Abstract: Particle sequestration at the interface of immiscible fluids has been known for decades and exploited in the formulation of solid-stabilized (Pickering) emulsions for drug delivery, oil recovery, food, and personal care products, to name a few.  More recently, new classes of multi-phase mixtures have emerged that exploit interfacial colloid jamming, bridging, ordering, and aggregation for the assembly of higher-order structures from colloidal building blocks.

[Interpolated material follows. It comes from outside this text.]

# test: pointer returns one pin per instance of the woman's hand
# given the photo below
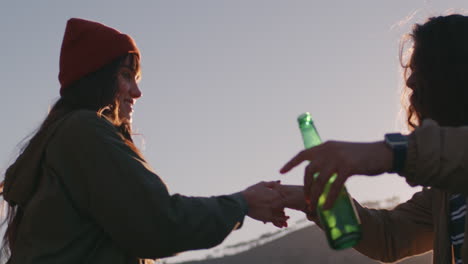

Such mixtures can exhibit rich and highly complex rheology over a wide range of compositions.  In addition, the multiphase nature of these systems makes them excellent templates for the synthesis of bulk composite materials with tunable morphology at the nano- to micrometer scales.  In this talk, our recent efforts to better understand the microstructure and rheology of this new class of soft materials and utilize them for the synthesis of functional composites will be presented with two different examples.  Both systems involve particle assembly at fluid interfaces leading to a fluid-to-gel transition, but through fundamentally distinct mechanisms.  The microstructural origins of gel-like rheology in these mixtures are investigated by quantitative confocal microscopy and bulk rheometry, and will be discussed and compared to traditional systems in which attractive interparticle interactions are a requirement for gelation.  Finally, examples of composite materials derived from these systems will be presented, and their potential applications in electrochemical energy conversion and storage, sensing, catalysis, and tissue engineering will be discussed.

Ali Mohraz received his BSc, ME, and PhD in Chemical Engineering from Azad University, The City University of New York, and The University of Michigan, respectively, and his postdoctoral training at the Frederick Seitz Materials Research Laboratory at The University of Illinois.  He is currently an Associate Professor of Chemical Engineering and Materials Science at the University of California, Irvine.  Dr. Mohraz’s primary research interests are in colloid science and complex fluids engineering, including colloidal assembly at fluid interfaces and microstructural evolution of complex fluids under transient large-strain deformations.